The 2H8 FapR biosensor was used to detect malonyl-CoA de novo biosynthesis in E. coli via the combined action of a transport protein (MatC) and malonyl-CoA synthetase (MatB, via Psenseffrm, SEQ ID NO:26) (FIG. 10). Notably, the fluorescence readout of the biosensor provided a fast method of evaluating different pathway variants. For example, by omission of the plasmid that carried MatC (pCDFDuet-MatC, SEQ ID NO:27), it was demonstrated that the transport protein was absolutely required for malonyl-CoA biosynthesis and that the MatB from Rhizobium triffoli was not active, in contrast to the homolog from Rhodopseudomonas (FIG.11). Example 3. In situ detection of de novo methylmalonyl-CoA biosynthesis in E. coli using an engineered FapR mutant.

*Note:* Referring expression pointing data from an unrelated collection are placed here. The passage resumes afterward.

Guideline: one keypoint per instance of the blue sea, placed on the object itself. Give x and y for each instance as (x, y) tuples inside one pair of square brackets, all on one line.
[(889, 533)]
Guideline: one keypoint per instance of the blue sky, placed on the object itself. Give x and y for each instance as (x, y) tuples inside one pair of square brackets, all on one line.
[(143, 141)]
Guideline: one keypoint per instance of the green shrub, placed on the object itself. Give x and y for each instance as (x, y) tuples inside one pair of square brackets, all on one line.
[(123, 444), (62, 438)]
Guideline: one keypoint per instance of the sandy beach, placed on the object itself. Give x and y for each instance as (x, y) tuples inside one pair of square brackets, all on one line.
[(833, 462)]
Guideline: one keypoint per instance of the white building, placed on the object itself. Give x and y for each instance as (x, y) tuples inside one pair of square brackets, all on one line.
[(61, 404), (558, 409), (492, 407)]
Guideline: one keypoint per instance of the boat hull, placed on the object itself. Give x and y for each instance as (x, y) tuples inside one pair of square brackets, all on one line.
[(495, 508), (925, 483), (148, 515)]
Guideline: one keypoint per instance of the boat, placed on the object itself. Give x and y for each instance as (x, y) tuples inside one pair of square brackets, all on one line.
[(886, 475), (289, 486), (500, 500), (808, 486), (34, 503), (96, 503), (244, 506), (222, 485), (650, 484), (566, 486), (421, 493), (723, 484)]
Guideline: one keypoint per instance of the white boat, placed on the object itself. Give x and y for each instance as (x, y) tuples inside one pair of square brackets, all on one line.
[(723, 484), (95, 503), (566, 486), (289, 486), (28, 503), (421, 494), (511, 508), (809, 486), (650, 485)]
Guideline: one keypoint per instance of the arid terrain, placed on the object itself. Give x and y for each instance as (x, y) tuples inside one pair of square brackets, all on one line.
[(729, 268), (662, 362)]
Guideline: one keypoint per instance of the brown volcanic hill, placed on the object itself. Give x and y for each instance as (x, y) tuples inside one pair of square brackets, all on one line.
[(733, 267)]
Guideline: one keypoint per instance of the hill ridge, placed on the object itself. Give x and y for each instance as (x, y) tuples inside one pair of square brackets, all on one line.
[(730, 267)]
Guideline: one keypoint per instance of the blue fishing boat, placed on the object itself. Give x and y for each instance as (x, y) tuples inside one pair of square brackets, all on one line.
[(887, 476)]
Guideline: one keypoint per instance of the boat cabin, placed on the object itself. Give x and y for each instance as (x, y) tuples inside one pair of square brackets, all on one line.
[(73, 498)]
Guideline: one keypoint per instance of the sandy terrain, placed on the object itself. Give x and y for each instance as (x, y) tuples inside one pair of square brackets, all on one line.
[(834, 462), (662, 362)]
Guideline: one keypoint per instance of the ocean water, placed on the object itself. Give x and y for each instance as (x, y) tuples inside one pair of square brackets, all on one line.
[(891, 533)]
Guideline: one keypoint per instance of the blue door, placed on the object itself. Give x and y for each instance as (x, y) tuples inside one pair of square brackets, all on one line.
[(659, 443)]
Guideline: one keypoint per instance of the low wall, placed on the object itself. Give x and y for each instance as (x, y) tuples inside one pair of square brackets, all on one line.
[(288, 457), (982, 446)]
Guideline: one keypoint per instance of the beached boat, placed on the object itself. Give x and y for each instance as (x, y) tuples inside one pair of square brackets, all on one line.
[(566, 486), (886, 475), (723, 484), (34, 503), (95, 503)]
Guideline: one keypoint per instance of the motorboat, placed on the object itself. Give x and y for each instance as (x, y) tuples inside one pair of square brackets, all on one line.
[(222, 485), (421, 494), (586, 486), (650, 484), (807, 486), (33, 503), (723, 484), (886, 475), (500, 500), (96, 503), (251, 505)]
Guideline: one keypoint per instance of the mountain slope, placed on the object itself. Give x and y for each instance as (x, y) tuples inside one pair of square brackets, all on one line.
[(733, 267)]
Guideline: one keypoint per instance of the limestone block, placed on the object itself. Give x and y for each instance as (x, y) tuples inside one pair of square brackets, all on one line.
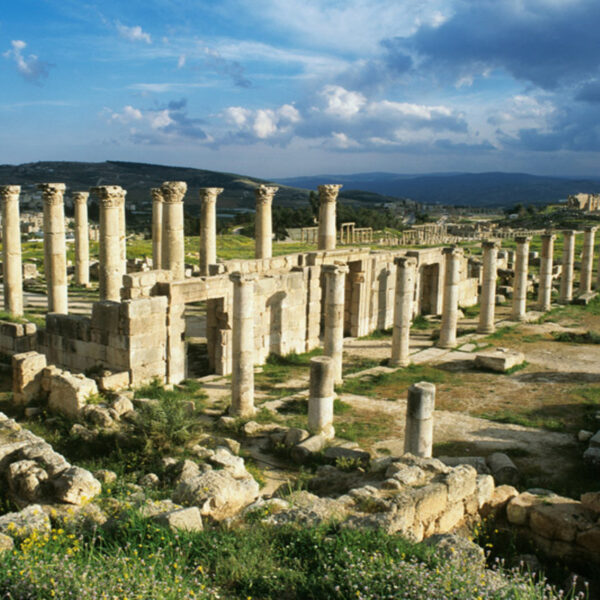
[(499, 360), (27, 376), (69, 393)]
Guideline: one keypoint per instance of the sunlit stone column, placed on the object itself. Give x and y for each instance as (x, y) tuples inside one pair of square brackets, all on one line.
[(450, 302), (587, 260), (568, 258), (11, 250), (242, 375), (208, 228), (55, 251), (403, 308), (327, 200), (157, 204), (519, 307), (82, 239), (173, 240), (321, 396), (263, 224), (333, 342), (487, 301), (546, 266), (110, 271), (418, 434)]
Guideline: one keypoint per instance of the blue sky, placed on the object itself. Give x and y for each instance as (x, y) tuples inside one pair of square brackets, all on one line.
[(277, 88)]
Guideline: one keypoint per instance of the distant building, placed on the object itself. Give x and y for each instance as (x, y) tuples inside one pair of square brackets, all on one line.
[(587, 202)]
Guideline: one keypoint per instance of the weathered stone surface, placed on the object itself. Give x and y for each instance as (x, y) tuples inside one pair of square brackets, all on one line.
[(187, 519), (76, 486), (22, 524), (499, 360)]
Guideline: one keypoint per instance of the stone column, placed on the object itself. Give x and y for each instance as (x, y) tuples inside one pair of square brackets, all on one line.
[(321, 396), (418, 434), (157, 202), (546, 265), (173, 241), (333, 342), (82, 239), (263, 223), (587, 260), (208, 228), (55, 251), (568, 258), (11, 250), (242, 375), (403, 308), (110, 267), (450, 302), (327, 232), (487, 300), (519, 307)]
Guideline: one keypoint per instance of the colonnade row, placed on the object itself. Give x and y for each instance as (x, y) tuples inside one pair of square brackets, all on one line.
[(168, 248), (406, 274)]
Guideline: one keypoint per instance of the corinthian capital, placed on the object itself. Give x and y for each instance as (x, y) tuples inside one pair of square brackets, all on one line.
[(329, 192), (173, 191), (264, 193), (52, 193), (109, 196), (209, 194)]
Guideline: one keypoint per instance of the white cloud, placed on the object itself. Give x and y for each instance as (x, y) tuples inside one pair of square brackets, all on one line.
[(133, 34)]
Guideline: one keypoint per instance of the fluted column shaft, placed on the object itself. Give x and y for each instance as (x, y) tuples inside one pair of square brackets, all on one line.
[(263, 224), (403, 309), (327, 200), (242, 375), (487, 301), (546, 266), (55, 251), (519, 306), (11, 250), (208, 228), (452, 258), (173, 240), (568, 259), (110, 272), (82, 239)]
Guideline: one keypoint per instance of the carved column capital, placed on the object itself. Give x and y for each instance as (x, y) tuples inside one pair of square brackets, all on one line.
[(264, 193), (52, 193), (173, 191), (109, 195)]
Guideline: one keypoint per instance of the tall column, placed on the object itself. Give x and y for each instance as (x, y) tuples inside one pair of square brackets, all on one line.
[(587, 260), (110, 271), (263, 224), (327, 199), (568, 258), (450, 302), (157, 202), (546, 266), (242, 375), (418, 434), (173, 240), (321, 396), (208, 228), (333, 342), (403, 309), (55, 251), (487, 301), (82, 239), (11, 250), (519, 307)]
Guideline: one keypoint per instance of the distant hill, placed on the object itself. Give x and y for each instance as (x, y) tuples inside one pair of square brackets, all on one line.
[(470, 189)]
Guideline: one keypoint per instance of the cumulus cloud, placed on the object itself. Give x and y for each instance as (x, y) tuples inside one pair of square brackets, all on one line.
[(133, 34), (32, 68)]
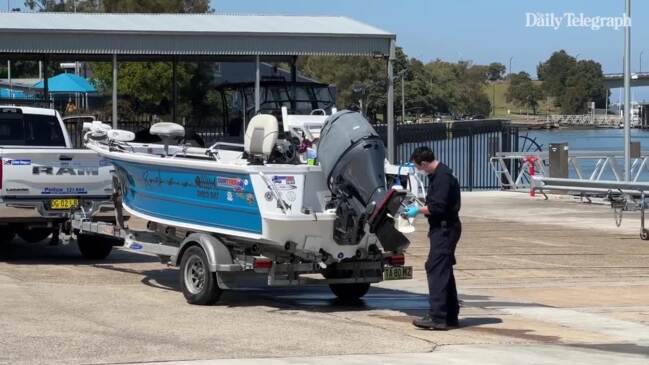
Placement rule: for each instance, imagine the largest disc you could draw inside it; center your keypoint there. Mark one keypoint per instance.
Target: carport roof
(188, 35)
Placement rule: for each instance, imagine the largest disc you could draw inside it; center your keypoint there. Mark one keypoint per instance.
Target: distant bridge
(613, 81)
(577, 120)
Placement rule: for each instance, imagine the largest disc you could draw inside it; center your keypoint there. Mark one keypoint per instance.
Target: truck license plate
(60, 204)
(397, 273)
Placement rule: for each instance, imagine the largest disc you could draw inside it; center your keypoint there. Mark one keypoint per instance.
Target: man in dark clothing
(442, 208)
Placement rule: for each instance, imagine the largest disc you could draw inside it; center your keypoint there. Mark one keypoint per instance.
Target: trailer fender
(218, 255)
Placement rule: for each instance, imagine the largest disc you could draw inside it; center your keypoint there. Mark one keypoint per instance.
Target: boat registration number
(397, 273)
(61, 204)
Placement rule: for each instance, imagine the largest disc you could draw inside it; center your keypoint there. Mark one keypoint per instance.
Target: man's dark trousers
(444, 306)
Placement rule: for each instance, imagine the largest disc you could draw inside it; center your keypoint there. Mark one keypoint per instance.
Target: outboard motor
(352, 157)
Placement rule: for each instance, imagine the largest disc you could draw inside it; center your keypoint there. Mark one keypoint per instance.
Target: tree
(572, 84)
(495, 71)
(585, 85)
(523, 92)
(555, 72)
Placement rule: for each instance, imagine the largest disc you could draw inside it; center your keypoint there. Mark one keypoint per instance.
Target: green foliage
(495, 71)
(523, 92)
(436, 87)
(572, 84)
(121, 6)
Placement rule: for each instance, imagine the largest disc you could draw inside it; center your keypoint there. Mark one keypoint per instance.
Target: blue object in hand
(412, 211)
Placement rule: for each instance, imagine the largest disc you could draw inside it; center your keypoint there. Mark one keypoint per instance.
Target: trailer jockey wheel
(198, 283)
(645, 234)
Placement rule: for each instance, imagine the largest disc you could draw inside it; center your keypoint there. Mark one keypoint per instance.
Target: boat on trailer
(309, 195)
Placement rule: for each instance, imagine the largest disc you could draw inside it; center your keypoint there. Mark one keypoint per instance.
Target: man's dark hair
(421, 154)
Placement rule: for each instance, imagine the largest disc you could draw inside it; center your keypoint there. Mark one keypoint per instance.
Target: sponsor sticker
(284, 182)
(231, 182)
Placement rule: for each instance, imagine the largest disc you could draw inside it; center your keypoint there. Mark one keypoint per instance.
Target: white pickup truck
(42, 178)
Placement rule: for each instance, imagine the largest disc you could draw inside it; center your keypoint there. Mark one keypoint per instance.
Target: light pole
(640, 69)
(627, 91)
(510, 67)
(402, 73)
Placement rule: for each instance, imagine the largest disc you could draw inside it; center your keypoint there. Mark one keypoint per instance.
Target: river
(592, 140)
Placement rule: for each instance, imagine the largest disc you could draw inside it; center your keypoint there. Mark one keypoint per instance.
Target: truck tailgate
(53, 172)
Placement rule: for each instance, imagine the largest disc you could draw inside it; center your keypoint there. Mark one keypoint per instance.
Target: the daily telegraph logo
(574, 20)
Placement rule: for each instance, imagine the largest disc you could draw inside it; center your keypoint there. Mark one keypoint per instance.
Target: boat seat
(166, 130)
(261, 135)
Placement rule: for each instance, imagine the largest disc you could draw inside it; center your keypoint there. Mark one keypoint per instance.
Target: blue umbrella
(67, 83)
(6, 93)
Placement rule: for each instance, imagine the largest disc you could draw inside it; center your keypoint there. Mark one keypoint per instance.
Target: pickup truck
(42, 179)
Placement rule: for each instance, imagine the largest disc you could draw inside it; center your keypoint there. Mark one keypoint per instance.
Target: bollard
(531, 161)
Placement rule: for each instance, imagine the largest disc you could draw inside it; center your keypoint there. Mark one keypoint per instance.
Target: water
(603, 139)
(593, 140)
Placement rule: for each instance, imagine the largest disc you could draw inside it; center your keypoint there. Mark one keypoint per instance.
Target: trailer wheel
(7, 234)
(94, 247)
(350, 292)
(197, 281)
(34, 235)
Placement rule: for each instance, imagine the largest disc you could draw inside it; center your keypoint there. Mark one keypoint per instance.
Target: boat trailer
(623, 196)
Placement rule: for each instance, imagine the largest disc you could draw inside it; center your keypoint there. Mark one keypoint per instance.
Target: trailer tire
(350, 292)
(94, 247)
(34, 235)
(7, 234)
(199, 284)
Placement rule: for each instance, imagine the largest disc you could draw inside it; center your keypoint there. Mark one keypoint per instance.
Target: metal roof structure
(188, 35)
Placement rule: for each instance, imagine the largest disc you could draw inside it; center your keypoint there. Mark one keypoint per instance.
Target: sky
(484, 31)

The 2H8 FapR biosensor was subjected to saturation mutagenesis at Phe99 to create a library of mutants. This position was predicted to dictate selectivity of the FapR biosensor towards various malonyl-CoA’s substituted at the C2-side chain position. E. coli K207-3 has been previously described to produce the non-native metabolite methylmalonyl-CoA upon feeding of propionate to the culture medium (FIG.12). Accordingly, this strain was leveraged here to provide methylmalonyl-CoA de novo. The fluorescence output of the library members was analyzed in 96-well plates in the presence of IPTG and sodium propionate. One mutant in particular was chosen for further analysis. DNA sequencing of the plasmid revealed the mutation Phe99Leu. A comparison of the wild-type (2H8) and F99L mutant FapR was made by determining the GFP- fluorescence of each strain in response to varying concentrations of propionate. The corresponding dose-response curves (FIG. 13) indicate the F99L mutant is more sensitive than the wild-type sensor and can detect concentrations of methylmalonyl-CoA corresponding to propionate concentrations as low as 1 mM. This data indicates that Phe99 is a likely determinant of effector specificity and shows that the effector specificity of FapR can be expanded towards non-native effectors through mutagenesis of the effector binding pocket.

Unless defined otherwise, all technical and scientific terms used herein have the same meanings as commonly understood by one of skill in the art to which the disclosed invention belongs. Publications cited herein and the materials for which they are cited are specifically incorporated by reference.

Those skilled in the art will appreciate that numerous changes and modifications can be made to the preferred embodiments of the invention and that such changes and modifications can be made without departing from the spirit of the invention. It is, therefore, intended that the appended claims cover all such equivalent variations as fall within the true spirit and scope of the invention.